Harriet Tubmann (Auf dem Titelbild ganz links) war die bekannteste Afroamerikanische Fluchthelferin der Underground Railroad. Die Freiheitskämpferin sollte übrigens die zweite Frau sein, die auf einem Geldschein abgedruckt ist. 2016 wurde beschlossen, dass sie auf der Zwanzig-Dollarnote den siebten US-Präsidenten Andrew Jackson (1829-37) ablösen soll - der übrigens selbst 150 Sklaven hielt. Donald Trump hat das Verschwinden von Jackson als „zu hart“ kritisiert.

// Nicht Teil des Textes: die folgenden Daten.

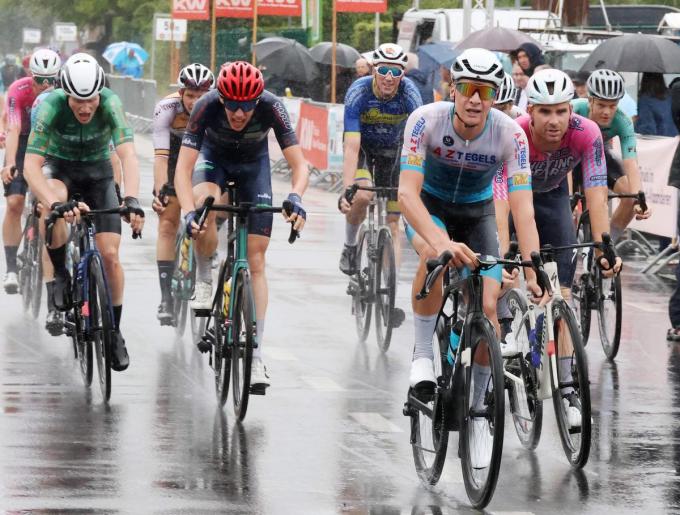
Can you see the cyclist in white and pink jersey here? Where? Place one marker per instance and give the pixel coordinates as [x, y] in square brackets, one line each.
[44, 66]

Colson Whitehead wandelt diese Underground Railroad zu einem wirklichen Bahnnetz – mit Zügen, Stationen und Zugführern. Gekonnt mischt er Fakten mit Fiktion. „Underground Railroad“ sei kein Historischer Roman, erklärt er. „Mein Motto lautete: ‚Halte dich nicht an Tatsachen, sondern an die Wahrheit.‘

Cora flüchtet also mit der Underground Railroad. Ein Helfer erklärt ihr: „Wenn man sehen will, was es mir diesem Land auf sich hat, sage ich immer, dann muss man auf die Schiene. Schaut hinaus, während ihr hindurchrast, und ihr werdet das wahre Gesicht Amerikas sehen.“ Aber Cora sieht nur Dunkelheit. Ist das das wahre Gesicht Amerikas?

Colson Whitehead im Wald

Madeline Whitehead

Colson Whitehead

1969 in New York geboren, studierte an der Harvard University und arbeitete für die New York Times, Harper’s und Granta. Für seinen Roman Underground Railroad wurde er mit dem National Book Award 2016 und dem Pulitzer-Preis 2017 ausgezeichnet. Bei Hanser erschienen bisher John Henry Days (2004), Der Koloß von New York (2005), Apex (2007), Der letzte Sommer auf Long Island (2011), Zone One (2014) und Underground Railroad (2017). Der Autor lebt in Brooklyn.

Colson Whitehead erzählt eindringlich, packend und ebenso fesselnd wie verstörend. Über mehrere Staaten flüchtet Cora vor den Sklavenfängern. „Als Vollstrecker der Sklavenbesitzer waren die Patrouillenreiter das Gesetz: weiß, korrupt und gnadenlos. Rekrutiert aus den niedrigsten und bösartigsten Bevölkerungsteilen, zu geistlos, um auch nur Aufseher zu werden.“

Colson Whitehead liest am 26.11. um 20.00 Uhr beim Festival Literatur im Herbst in der Alten Schmiede in Wien.

Nicht nur das erinnert an den gegenwärtigen Rassismus in Amerika. Und nicht nur deswegen ist „Underground Railroad“ ein unbedingt lesenswerter Roman. Wenn man im Jahr nur drei Bücher liest, ist es kein Schaden, wenn „Underground Railroad“ eines davon ist.